Le 16 décembre, c'était le 75ème jour depuis le départ de Londres. La moitié de la traversée était à peu près faite quand le mécanicien annonça à Fogg que le charbon de suffirait pas pour arriver à Liverpool. Fogg fit aller chercher Speedy. Celui-ci ressemblait à une bombe prête à exploser !
– Où sommes-nous ? demanda-t-il.
– À 770 000 milles de Liverpool, répondit Fogg calmement.
– Pirate ! s'écria Speedy.
– Je vous ai fait venir pour vous demander de me vendre votre bateau car je vais être obligé de le brûler, nous manquons de combustible, dit Fogg.
– Brûler mon navire ! s'écria Speedy. Un navire qui vaut 50 000 dollars !
– En voici 60 000 ! répondit Fogg.
Ce navire avait vingt ans. C'était une bonne affaire et Speedy accepta. Passepartout était blanc. Quant à Fix il faillit s'évanouir. Près de 20 000 livres dépensées sur les 55 000 volées à la banque !
Fogg fit démolir les parties du bateau qui étaient en bois pour faire avancer l'Henrietta.
Cependant le bois était insuffisant pour arriver à Liverpool. On décida donc de s'arrêter à Quenstown où on prendrait un autre bateau pour s'y rendre.
Les voyageurs y arrivèrent à 11h40, le 21 décembre. Ils n'étaient plus qu'à six heures de Londres. Mais à ce moment précis, Fix s'approcha de Fogg, lui mit la main sur l'épaule et lui montra son mandat d'arrêt :
– Vous êtes bien monsieur Phileas Fogg ? demanda-t-il.
– Oui monsieur, répondit Fogg.
– Au nom de la reine, je vous arrête ! dit Fix.

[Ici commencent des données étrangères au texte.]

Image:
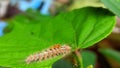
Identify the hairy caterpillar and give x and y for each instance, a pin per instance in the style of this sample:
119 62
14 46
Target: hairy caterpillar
49 53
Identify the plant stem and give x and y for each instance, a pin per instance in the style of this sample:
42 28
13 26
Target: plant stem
79 57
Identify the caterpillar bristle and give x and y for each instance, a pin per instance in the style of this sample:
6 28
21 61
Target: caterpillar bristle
56 50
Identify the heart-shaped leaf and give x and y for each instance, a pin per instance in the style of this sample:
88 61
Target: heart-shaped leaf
80 28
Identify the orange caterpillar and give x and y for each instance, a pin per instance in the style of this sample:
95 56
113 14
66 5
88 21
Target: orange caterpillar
49 53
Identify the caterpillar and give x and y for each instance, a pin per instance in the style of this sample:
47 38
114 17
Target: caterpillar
51 52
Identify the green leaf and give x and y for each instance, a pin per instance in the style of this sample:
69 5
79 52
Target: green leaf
89 59
80 28
85 3
110 53
113 5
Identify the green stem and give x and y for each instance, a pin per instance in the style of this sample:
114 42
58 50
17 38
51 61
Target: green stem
79 57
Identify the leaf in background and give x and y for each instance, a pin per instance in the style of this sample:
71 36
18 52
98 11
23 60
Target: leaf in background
79 28
113 5
115 55
89 58
85 3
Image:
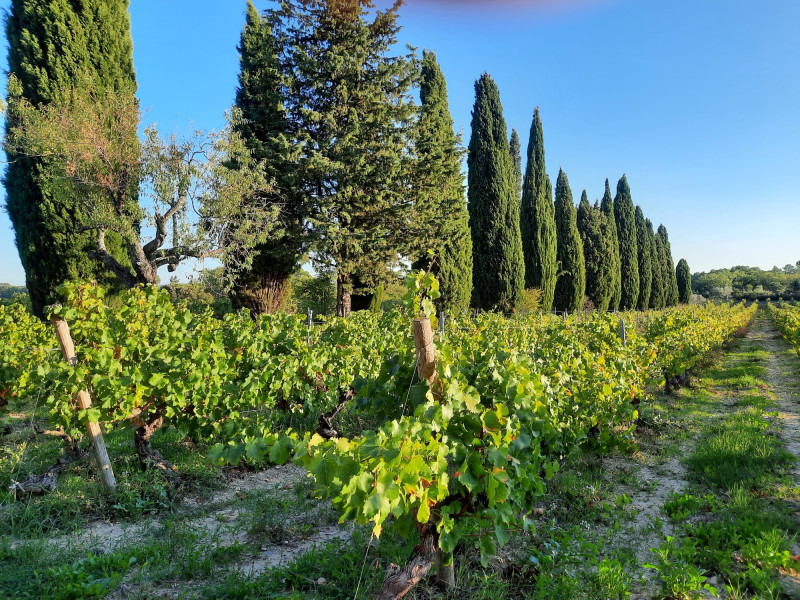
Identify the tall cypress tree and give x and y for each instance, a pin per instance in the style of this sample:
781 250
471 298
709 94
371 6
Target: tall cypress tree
656 260
607 207
671 281
440 190
263 288
52 44
571 284
626 233
644 257
597 253
537 218
349 117
498 268
515 147
684 280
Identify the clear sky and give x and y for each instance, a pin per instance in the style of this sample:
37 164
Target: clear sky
698 102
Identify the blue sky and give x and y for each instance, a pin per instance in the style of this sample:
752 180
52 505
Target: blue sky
698 102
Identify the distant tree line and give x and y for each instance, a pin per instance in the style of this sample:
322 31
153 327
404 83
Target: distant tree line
749 283
342 166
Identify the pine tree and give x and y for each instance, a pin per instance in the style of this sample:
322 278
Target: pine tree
684 279
515 147
607 207
263 288
571 284
349 116
670 279
51 44
498 268
440 190
537 219
657 260
597 253
644 258
626 233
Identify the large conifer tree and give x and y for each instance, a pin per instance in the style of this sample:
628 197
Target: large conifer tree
537 219
571 284
670 279
349 115
263 288
656 260
52 44
607 207
515 147
498 269
644 256
626 233
440 190
597 253
684 280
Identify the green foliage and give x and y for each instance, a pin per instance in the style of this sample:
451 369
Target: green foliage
537 219
670 278
684 280
626 233
263 287
657 283
442 214
598 253
51 45
571 284
607 207
352 172
515 148
644 256
498 267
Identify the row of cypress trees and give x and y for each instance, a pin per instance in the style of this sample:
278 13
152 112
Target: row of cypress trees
607 253
356 193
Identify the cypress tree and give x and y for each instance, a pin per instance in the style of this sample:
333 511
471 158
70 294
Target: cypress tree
684 279
537 219
626 233
597 253
515 147
264 287
670 279
571 284
349 116
440 190
51 44
607 207
498 268
657 260
645 264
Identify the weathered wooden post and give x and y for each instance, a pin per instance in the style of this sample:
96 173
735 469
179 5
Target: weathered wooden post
426 368
85 402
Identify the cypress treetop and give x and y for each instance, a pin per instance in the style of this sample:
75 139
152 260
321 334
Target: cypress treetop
607 207
498 268
440 190
597 253
626 233
51 45
263 288
537 218
684 279
657 260
571 284
644 257
671 281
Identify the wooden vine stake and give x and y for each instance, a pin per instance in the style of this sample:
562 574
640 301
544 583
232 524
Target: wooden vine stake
426 368
84 402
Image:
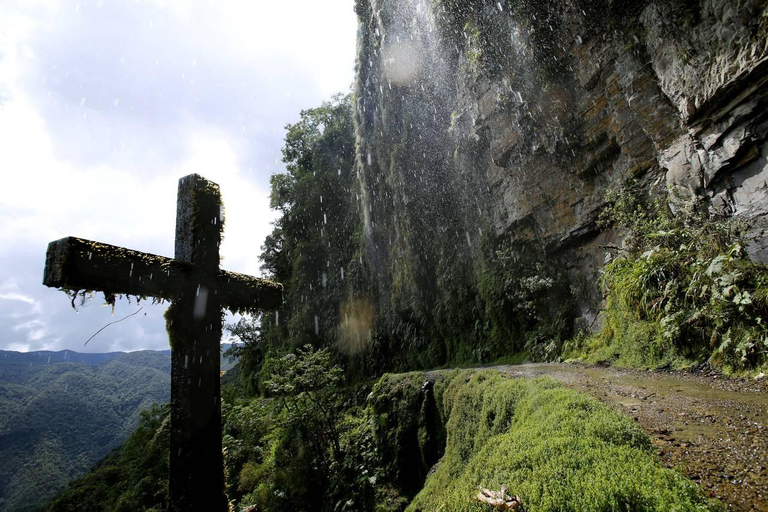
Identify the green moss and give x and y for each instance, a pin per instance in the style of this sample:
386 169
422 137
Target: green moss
682 291
556 448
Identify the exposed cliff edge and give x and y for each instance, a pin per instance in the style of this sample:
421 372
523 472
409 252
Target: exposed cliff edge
489 132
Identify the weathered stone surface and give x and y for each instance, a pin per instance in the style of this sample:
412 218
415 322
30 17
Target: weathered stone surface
555 102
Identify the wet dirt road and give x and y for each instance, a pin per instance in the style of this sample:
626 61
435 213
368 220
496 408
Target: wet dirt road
712 428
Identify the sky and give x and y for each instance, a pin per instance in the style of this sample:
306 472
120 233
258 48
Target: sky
104 105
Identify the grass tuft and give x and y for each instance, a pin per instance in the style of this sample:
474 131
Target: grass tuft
555 448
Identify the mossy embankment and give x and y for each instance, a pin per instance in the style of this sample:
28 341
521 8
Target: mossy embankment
556 448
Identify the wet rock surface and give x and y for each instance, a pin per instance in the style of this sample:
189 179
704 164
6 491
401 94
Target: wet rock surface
712 428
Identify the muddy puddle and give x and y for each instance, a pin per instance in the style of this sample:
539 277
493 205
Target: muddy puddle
710 427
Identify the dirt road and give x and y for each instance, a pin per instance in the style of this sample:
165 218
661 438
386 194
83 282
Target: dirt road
712 428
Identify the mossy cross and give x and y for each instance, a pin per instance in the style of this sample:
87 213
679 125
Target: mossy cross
198 290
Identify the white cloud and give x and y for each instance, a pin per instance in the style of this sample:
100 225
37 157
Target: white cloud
105 105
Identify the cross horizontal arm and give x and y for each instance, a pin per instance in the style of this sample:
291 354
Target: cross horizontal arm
243 293
77 264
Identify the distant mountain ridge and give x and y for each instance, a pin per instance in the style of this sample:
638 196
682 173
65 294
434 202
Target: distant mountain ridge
41 357
63 411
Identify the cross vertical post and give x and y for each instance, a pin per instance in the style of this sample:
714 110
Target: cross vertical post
194 327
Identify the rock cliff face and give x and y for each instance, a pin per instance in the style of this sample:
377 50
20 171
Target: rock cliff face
481 122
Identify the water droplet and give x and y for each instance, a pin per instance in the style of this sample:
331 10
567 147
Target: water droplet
200 302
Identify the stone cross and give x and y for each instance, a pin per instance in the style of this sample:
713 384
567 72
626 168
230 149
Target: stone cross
197 290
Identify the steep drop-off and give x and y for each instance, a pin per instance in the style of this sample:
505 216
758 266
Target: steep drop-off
489 132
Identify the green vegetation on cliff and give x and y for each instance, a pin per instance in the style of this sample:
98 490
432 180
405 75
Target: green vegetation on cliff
132 477
321 446
681 291
59 417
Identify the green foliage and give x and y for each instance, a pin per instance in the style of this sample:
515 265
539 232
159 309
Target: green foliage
406 430
526 302
312 248
133 477
555 448
683 291
59 419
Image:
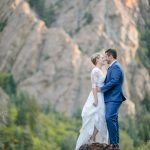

Fogg était en prison. Mrs. Aouda n'y comprenait rien et Passepartout lui raconta tout. Mr. Fogg, cet honnête et courageux gentleman, auquel elle devait la vie, était arrêté comme voleur. La jeune femme pleura, comment faire pour sauver son sauveur ?
Passepartout regrettait d'avoir caché à son maître les projets du détective Fix. S'il avait été prévenu peut-être qu'il aurait pu prouver son innocence… le pauvre garçon voulait se briser la tête !
Quant à Fogg, il avait perdu le pari et il était ruiné. Il avait posé sa montre sur une table et regardait avancer les aiguilles. Puis il avait tiré de son portefeuille l'itinéraire du voyage pour écrire : « 21 décembre, samedi, Liverpool. 80ème jour, 11h40 ».
La porte s'ouvrit et Mrs. Aouda, Passepartout et Fix se précipitèrent vers lui :
– Monsieur, dit Fix, pardon. Le voleur a été arrêté il y a trois jours. Vous êtes libre !
Fogg était libre ! Il regarda Fix bien en face et lui donna des coups de poing. Fix ne dit pas un mot, il le méritait bien. Ils montèrent tous dans une voiture et en quelques minutes ils arrivèrent à la gare de Liverpool. Comme l'express était parti, Fogg paya pour un train spécial. Il devait arriver à Londres en cinq heures et demie. Mais il y eut un retard forcé et le train entra en gare à 20h50… trop tard !
Phileas Fogg, après avoir fait le tour du monde, arrivait avec un retard de 5 mn. Il avait perdu. Il devait 20 000 livres aux collègues du Reform Club, il n'avait plus rien ! Il rentra chez lui, à Saville-row, après avoir accompagné Mrs. Aouda à l'hôtel. Pourquoi aller au Reform Club ? Ses collègues ne l'attendaient plus.
Le lendemain, il demanda à Passepartout d'aller chercher la jeune femme. Il prit une chaise et s'assit en face d'elle. Il n'y avait aucune émotion sur son visage.
– Madame, dit-il, est-ce que vous me pardonnez de vous avoir emmenée en Angleterre ?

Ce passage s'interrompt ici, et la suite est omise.